Mankad wrote twenty novels including Kayar (1956), Dhummas (1965), Ajanya Be Jan (1968), Grahanratri, Morpichchhna Rang, Vanchita, Manorama, Velana Vadhhu Tan, Matini Chadar, Heerni Ganth, Ek Pag Umbar Bahar, Raatvaaso, Khel, Dantkatha, Mandarvriksh Niche, two parts of Bandha Nagar (1986, 1987), Zankhana (1987), Anuttar (1988), Ashwa Dod (1993). His novel Velana Vadhhu Tan deals with the mental agony of a boy who incidentally finds letters written by his deceased mother to her lover, and who discovers that he is an illegitimate child. It focuses on unconscious and subconscious mind of protagonist. His novel Dhummas is based on existential philosophy. Influenced by psychoanalysis of Freud and Jung, he has employed various techniques in his novels, normally found in stream of consciousness novels.

His short stories collections are Matini Murtio (1952), Man na Marod (1961), Vat Vat Ma (1966), Tap (1974), Zankalna Moti and two parts of Mohammad Mankad ni Vartao (1988).

Aajni Kshan, four parts of Kaleidoscope, Sukh Etle (1984), two parts of Aapne Manaso and Ujaas (1990) are his collections of essays.

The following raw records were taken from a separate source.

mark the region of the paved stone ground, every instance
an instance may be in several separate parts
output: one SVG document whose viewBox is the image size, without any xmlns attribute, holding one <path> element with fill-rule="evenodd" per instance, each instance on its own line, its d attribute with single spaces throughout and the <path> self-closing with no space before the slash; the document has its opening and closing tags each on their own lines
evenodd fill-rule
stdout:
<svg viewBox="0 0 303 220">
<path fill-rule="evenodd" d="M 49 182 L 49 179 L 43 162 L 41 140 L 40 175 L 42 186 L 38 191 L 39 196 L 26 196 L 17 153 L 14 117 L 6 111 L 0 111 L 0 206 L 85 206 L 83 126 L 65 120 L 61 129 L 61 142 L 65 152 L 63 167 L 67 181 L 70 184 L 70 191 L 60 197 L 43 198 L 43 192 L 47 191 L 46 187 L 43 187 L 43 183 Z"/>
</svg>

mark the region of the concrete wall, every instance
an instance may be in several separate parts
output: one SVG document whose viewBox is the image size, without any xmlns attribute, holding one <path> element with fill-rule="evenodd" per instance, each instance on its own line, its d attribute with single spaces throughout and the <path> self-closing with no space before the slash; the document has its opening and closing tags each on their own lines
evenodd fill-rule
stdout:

Champukathao is two part children's stories.

Mankad translated Mahanagar. He also authored a book on theoretical understanding of time: The other time. The book provides an account of the time felt by the living beings. A theory presented by him, which gets recognition gradually through the years.

==Awards==
Mankad was awarded Ranjitram Suvarna Chandrak for 2007. He received Gujarati Sahitya Parishad award in 1967 and 1992. He also received Gujarat Government Award in 1969, 1971 and 1973. In 2019, Gujarat Sahitya Akademi awarded him the Sahitya Gaurav Puraskar for the year 2018.